How iPad is Naming the Game

In Branding, Business, High Technology, Naming, Trademarks on January 20, 2011 at 1:55 pm

Lots of pundits took their potshots at the iPad as it was first coming to market in early last year, with even video sketches on YouTube mocking the name as some kind of hightech version of a feminine hygiene product. Now, a year later, with Apple reportedly having sold 15 million of the devices, no one’s laughing — at either the product or the name. The high technology industry as a whole, instead, is realizing that Apple’s not just changing the game of what was perceived as pretty much a niche market, but they’re in the process of renaming the game.

For the past few years, since tech companies have been R&D’ing the future of the computer, there’s been a lot of focus on tablets. Microsoft’s been yapping about one for years. As has HP, Samsung, Dell and anyone else with a dog in the fight. Everyone’s been gearing up but — as is often the case with emerging technologies — none of the big leaguers wanted to be the first to go all in. But one thing was “for sure”: The new form factor was going to be called, generically, a tablet.

Then came Apple.

And they were not just making a leap in technology, but one in category as well.

They’d already established a readily i-dentified beachhead, brandwise, with the iMac, iPod and iPhone lines.

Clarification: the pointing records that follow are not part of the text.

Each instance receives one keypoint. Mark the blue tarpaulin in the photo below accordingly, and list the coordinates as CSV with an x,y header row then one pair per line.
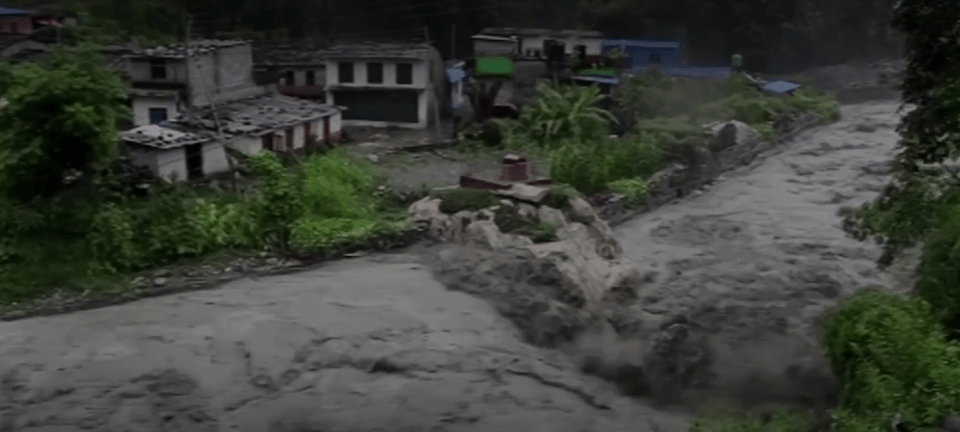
x,y
598,79
455,75
781,87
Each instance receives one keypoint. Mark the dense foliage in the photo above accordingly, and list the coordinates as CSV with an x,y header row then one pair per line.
x,y
898,356
567,127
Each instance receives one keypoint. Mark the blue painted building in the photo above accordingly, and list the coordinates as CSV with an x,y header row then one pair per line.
x,y
644,53
667,56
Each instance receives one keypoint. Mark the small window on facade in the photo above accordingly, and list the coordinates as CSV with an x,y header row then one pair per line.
x,y
375,73
158,115
404,73
345,72
158,69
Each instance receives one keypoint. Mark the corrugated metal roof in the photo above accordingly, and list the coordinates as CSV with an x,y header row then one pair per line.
x,y
598,79
528,31
781,87
690,71
5,11
640,43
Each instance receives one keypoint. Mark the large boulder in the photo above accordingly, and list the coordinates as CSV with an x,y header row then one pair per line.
x,y
586,253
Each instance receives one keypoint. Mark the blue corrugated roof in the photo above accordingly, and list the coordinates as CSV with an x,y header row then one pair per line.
x,y
690,71
640,43
5,11
598,79
781,86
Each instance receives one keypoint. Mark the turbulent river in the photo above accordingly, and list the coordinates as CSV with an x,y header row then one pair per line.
x,y
377,344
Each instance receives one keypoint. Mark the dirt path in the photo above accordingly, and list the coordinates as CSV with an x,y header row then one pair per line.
x,y
377,344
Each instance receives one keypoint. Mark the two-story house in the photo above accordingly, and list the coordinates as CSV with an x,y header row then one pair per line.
x,y
297,72
392,84
219,71
529,42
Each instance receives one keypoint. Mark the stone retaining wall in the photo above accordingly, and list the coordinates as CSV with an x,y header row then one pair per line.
x,y
681,180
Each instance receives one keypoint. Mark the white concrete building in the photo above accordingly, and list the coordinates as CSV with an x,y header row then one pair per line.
x,y
220,71
531,40
190,149
385,84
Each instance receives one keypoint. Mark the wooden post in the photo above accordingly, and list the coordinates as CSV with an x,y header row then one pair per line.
x,y
433,91
188,105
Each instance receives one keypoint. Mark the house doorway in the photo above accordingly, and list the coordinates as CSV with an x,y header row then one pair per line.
x,y
194,154
308,138
326,130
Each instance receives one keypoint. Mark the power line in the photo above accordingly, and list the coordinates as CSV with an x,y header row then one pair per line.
x,y
431,4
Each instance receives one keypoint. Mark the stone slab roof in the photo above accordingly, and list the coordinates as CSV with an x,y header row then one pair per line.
x,y
197,48
164,137
360,50
260,115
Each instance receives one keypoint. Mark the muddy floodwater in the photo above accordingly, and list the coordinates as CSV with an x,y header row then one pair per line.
x,y
377,344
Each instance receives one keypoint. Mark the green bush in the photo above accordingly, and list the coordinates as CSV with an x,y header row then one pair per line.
x,y
635,191
559,196
590,168
891,356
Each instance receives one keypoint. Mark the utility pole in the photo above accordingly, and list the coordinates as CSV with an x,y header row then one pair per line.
x,y
453,30
188,105
453,41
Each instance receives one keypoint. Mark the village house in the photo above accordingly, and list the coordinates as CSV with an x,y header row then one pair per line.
x,y
189,148
530,42
297,72
18,28
392,84
220,71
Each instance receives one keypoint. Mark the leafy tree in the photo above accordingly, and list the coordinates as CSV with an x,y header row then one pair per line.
x,y
60,119
924,185
565,112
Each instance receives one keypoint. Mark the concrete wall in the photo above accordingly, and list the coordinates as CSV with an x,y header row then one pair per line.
x,y
28,44
421,74
536,42
221,75
300,75
141,155
171,164
141,108
247,144
424,116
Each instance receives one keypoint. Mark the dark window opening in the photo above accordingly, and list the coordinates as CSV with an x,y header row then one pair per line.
x,y
375,73
158,115
404,73
194,161
158,69
345,72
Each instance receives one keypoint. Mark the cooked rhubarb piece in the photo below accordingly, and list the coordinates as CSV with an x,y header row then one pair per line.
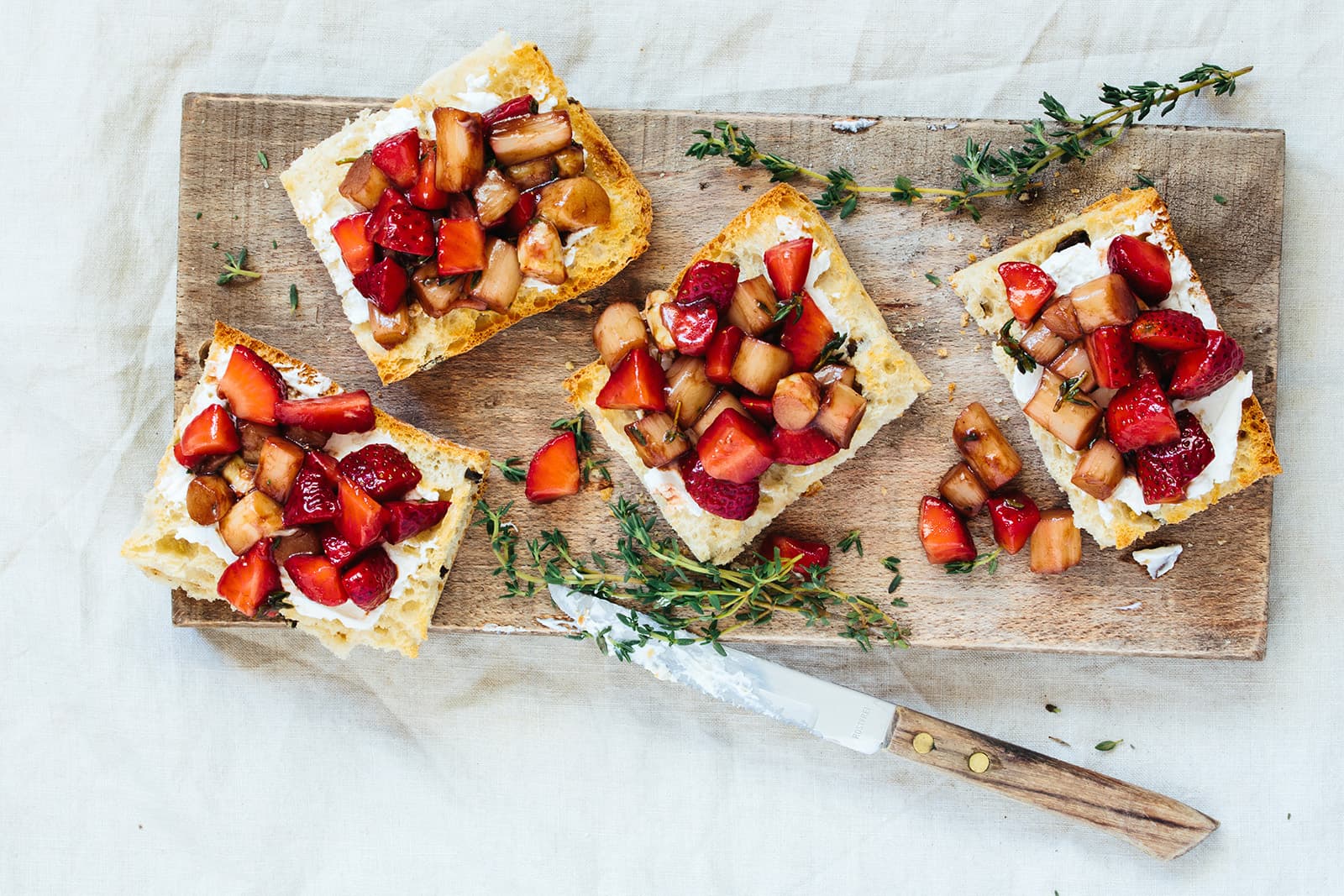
x,y
250,579
987,450
658,439
407,519
797,398
344,412
318,578
618,329
1105,301
734,448
806,332
759,365
1166,470
1100,470
1027,286
554,470
528,137
208,499
1142,265
963,490
252,385
365,181
541,253
1112,356
351,235
1014,517
1074,421
1207,369
636,385
253,517
1055,543
460,149
840,412
942,533
1142,416
722,499
801,448
575,203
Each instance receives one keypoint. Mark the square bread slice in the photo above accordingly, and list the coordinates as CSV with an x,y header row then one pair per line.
x,y
170,547
488,76
1140,212
887,374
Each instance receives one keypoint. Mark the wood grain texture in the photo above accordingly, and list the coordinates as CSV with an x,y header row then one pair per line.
x,y
1153,822
503,396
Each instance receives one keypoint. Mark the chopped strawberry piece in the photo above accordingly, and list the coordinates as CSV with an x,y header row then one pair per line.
x,y
344,412
370,582
691,325
398,157
1144,266
554,470
636,385
788,265
412,517
1203,371
1014,517
806,332
942,533
726,500
318,578
1166,470
383,284
250,579
381,469
734,448
1140,416
723,351
351,235
706,280
1028,289
1112,356
801,448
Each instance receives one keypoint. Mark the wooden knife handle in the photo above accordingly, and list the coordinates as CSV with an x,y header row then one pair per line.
x,y
1156,824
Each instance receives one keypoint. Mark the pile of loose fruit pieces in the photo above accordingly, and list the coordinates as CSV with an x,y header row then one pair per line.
x,y
461,221
279,499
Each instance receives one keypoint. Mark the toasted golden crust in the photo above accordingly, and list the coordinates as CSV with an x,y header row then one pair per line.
x,y
890,378
450,470
983,291
507,70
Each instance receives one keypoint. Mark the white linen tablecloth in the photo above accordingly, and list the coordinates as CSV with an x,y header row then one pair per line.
x,y
140,758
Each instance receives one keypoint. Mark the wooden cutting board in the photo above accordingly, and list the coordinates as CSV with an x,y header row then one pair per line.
x,y
503,396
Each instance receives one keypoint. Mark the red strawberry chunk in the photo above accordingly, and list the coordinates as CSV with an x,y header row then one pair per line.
x,y
554,470
1028,289
344,412
726,500
381,469
1140,416
1144,266
788,265
1203,371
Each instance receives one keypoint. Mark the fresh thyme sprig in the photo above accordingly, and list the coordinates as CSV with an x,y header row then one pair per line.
x,y
689,600
984,170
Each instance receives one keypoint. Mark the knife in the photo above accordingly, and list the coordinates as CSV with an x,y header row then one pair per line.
x,y
1156,824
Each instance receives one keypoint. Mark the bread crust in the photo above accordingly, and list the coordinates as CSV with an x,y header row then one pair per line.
x,y
403,624
983,291
890,378
508,70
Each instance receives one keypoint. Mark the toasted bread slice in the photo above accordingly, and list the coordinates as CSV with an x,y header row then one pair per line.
x,y
1113,523
887,374
170,547
497,70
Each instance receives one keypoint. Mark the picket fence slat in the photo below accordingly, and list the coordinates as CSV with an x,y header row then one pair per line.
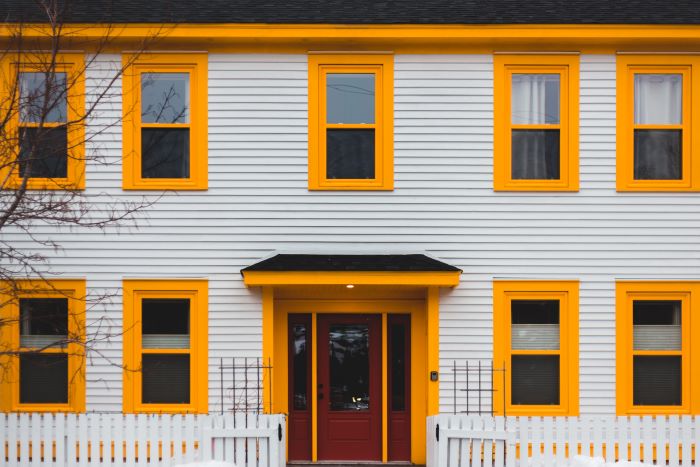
x,y
155,440
472,441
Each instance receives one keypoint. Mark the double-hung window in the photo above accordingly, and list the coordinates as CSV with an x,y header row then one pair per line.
x,y
165,122
536,343
47,104
351,122
654,347
655,123
536,122
165,346
44,329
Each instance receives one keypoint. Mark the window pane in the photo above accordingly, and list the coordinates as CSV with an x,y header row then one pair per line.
x,y
535,379
658,155
535,155
535,324
657,380
535,99
165,97
350,98
657,324
350,154
43,152
397,363
42,95
165,323
43,379
43,322
658,99
165,379
300,369
349,367
165,153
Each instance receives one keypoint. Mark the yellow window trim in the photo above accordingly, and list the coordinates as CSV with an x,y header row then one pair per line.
x,y
567,67
689,295
75,291
197,291
73,64
196,65
382,66
627,67
567,292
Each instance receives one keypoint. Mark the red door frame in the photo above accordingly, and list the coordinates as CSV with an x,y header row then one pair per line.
x,y
350,435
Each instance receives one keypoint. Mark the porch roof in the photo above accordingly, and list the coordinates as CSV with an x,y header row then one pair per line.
x,y
310,269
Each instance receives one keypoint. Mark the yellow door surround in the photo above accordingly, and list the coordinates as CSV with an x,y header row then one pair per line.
x,y
377,292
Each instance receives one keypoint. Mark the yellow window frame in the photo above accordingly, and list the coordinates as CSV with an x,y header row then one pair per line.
x,y
195,64
382,66
75,291
627,67
197,291
73,64
567,67
689,294
567,292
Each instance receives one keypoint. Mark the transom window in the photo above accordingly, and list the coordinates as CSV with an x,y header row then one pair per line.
x,y
350,122
536,135
165,122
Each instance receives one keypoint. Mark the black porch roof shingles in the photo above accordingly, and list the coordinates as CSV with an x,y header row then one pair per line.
x,y
351,263
468,12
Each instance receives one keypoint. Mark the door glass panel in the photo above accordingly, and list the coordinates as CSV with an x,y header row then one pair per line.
x,y
300,359
349,366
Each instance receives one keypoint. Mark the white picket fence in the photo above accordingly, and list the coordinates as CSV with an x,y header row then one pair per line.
x,y
466,441
95,439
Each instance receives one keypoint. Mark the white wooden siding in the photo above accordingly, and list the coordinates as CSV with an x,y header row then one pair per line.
x,y
443,204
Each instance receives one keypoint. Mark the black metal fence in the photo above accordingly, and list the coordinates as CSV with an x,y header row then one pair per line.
x,y
241,388
473,389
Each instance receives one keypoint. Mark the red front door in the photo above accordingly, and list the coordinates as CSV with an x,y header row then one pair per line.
x,y
349,387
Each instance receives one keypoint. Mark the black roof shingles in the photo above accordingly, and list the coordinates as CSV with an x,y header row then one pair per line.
x,y
672,12
351,263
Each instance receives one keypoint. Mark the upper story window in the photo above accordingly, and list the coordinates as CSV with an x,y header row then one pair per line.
x,y
165,346
536,339
165,122
47,103
654,116
536,122
45,326
351,122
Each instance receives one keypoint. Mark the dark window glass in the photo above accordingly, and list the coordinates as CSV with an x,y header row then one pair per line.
x,y
165,315
165,153
43,152
43,379
350,154
535,379
300,369
658,155
165,379
44,316
165,97
397,365
535,155
42,95
349,367
657,380
349,98
534,311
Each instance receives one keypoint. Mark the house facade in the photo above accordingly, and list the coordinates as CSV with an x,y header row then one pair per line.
x,y
365,203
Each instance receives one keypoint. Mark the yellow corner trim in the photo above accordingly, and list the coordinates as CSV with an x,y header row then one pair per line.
x,y
265,278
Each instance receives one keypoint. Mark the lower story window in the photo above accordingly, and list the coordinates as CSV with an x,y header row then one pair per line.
x,y
165,345
536,342
45,332
654,349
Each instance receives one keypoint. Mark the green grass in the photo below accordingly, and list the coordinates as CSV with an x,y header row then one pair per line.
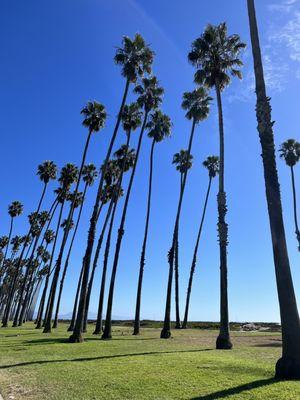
x,y
38,366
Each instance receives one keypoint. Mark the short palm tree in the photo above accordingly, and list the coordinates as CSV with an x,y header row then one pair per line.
x,y
290,152
197,106
215,54
150,96
212,165
287,366
159,128
135,59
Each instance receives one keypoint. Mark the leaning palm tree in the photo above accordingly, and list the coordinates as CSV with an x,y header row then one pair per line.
x,y
197,105
288,366
212,165
150,97
290,152
135,58
159,128
69,175
216,57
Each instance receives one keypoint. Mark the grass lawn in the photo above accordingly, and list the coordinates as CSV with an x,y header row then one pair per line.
x,y
38,366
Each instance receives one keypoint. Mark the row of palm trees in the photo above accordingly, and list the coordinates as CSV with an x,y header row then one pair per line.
x,y
42,255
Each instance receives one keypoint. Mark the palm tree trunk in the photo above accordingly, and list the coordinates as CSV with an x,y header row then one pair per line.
x,y
77,333
107,328
67,259
95,263
98,327
193,266
288,366
166,331
295,208
136,329
43,298
223,340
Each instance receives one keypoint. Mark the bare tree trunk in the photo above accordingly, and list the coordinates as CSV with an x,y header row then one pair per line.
x,y
288,366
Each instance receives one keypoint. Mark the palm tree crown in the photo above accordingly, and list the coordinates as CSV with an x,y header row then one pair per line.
x,y
159,126
131,117
47,171
212,165
89,174
150,93
197,104
216,55
290,152
135,57
15,209
94,116
183,161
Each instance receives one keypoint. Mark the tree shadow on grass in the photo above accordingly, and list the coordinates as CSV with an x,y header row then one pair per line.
x,y
22,364
223,394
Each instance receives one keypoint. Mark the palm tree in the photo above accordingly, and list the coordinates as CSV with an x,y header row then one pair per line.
x,y
197,105
288,365
159,128
69,175
125,160
212,165
131,120
290,152
150,97
216,57
135,58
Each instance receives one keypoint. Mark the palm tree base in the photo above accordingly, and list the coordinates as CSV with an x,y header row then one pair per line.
x,y
287,368
76,338
165,334
223,343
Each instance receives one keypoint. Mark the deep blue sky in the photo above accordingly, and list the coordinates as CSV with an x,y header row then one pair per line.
x,y
57,55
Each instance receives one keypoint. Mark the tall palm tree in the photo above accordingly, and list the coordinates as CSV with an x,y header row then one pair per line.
x,y
288,366
215,54
212,165
125,160
150,97
69,175
290,152
131,120
135,59
159,128
197,106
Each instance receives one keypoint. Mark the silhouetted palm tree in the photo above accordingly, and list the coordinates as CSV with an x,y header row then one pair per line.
x,y
135,58
212,165
159,128
290,152
197,105
150,97
288,365
216,57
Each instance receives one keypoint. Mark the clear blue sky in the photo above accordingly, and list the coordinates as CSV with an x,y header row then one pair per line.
x,y
57,55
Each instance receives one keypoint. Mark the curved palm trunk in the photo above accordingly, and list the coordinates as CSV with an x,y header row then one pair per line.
x,y
47,328
295,208
136,329
194,261
107,328
98,327
223,341
166,331
72,323
19,268
43,297
77,333
95,263
288,366
67,260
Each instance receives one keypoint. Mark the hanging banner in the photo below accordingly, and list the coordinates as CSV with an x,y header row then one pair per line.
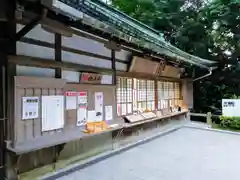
x,y
52,112
82,108
99,105
108,113
91,78
30,107
71,100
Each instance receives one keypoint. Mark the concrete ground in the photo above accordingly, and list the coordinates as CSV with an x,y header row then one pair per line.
x,y
185,154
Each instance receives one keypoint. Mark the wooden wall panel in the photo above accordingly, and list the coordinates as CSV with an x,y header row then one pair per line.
x,y
33,86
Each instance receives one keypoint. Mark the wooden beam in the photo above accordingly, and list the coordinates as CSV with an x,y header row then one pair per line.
x,y
146,76
46,63
114,66
68,49
58,54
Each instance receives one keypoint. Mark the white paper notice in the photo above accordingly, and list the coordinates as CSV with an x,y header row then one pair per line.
x,y
52,112
91,116
82,108
99,106
108,113
30,107
71,100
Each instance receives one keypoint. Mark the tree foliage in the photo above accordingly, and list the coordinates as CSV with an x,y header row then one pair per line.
x,y
208,29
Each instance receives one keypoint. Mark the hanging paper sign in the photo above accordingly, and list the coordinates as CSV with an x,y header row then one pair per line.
x,y
91,78
71,100
99,106
82,108
30,107
108,113
52,112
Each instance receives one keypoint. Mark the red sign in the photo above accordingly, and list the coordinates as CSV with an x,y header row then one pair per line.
x,y
92,78
70,93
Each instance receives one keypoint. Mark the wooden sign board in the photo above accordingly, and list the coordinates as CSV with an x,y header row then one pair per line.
x,y
133,118
149,115
95,127
91,78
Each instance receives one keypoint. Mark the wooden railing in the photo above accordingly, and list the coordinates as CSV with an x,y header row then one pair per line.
x,y
208,116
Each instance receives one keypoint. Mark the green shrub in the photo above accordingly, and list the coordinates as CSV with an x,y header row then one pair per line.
x,y
230,122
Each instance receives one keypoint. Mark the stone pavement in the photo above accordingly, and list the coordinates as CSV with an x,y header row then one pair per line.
x,y
186,154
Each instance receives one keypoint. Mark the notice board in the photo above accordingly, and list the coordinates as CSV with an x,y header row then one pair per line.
x,y
108,92
231,107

These device brands traded on a couple of equities. The first was Apple’s successful transmogrification of the baseline devices — PCs became Macs (by way of Macintosh), MP3 players were now pods, and the cellular telephone smartened into simply phones. The second, subtler point was the practice of tagging that initial — and lower case — i to the front end of a single syllable word.

It doesn’t take an experienced branding person to figure out that the hypothetical iTablet name that was floating around pre-announcement would not be the name of the new device. Given Apple’s naming heritage, they would either pioneer something new — as they did with pod — or else co-opt something relevant yet unexpected. The only thing keeping anyone brand-savvy from laying down even odds on pad being the way they were going to go was not its association to menstrual pads but its similarity to their already popular iPod line.

Confusion in the marketplace is what you want to avoid, and that one was clear to see. On the other hand, while certainly humorous, no one was going to confuse a product from the tech category with a generic descriptor for feminine hygiene products relegated to a very specific aisle at the supermarket or drug store.

From a head-to-head standpoint, as it turns out, pad has it all over tablet in terms of public usage. According to Google’s (relatively) new Ngram Viewer, the usage frequency of “tablet” has been somewhat stable over the past 200 years (with a surge from roughly 1870 to 1930), whereas “pad” has been on a more or less steady rise since around 1840. “Pad” overtook “tablet” in the late 1930s. (Of course, since “pad” and “tablet” each have a variety of meanings, it’s difficult to determine exactly which meanings were used more frequently when.)

Google’s Ngram shows “pad” vs “tablet” frequency of usage

Then there’s always Apple casual vs. Microsoft formal. Calling the products in question “pads” conveys a much more casual, friendly, and even playful tone. A “tablet”, on the other hand, comes across as a bit more formal, technical, or more refined.

The war of words isn’t over yet, with most major high-tech heavyweights still gearing up to come to what is obviously a much more robust market than anticipated. (In a recent TechCrunch article it was revealed that even Apple fanboy bloggers undershot the mark by at least half when it came to predicting iPad sales.) “Tablet”, though unlikely, may yet win the day. Even if it does, usage will surely affect the reactions we have to the word — “tablet” may soon sound just as casual and friendly as does “pad”.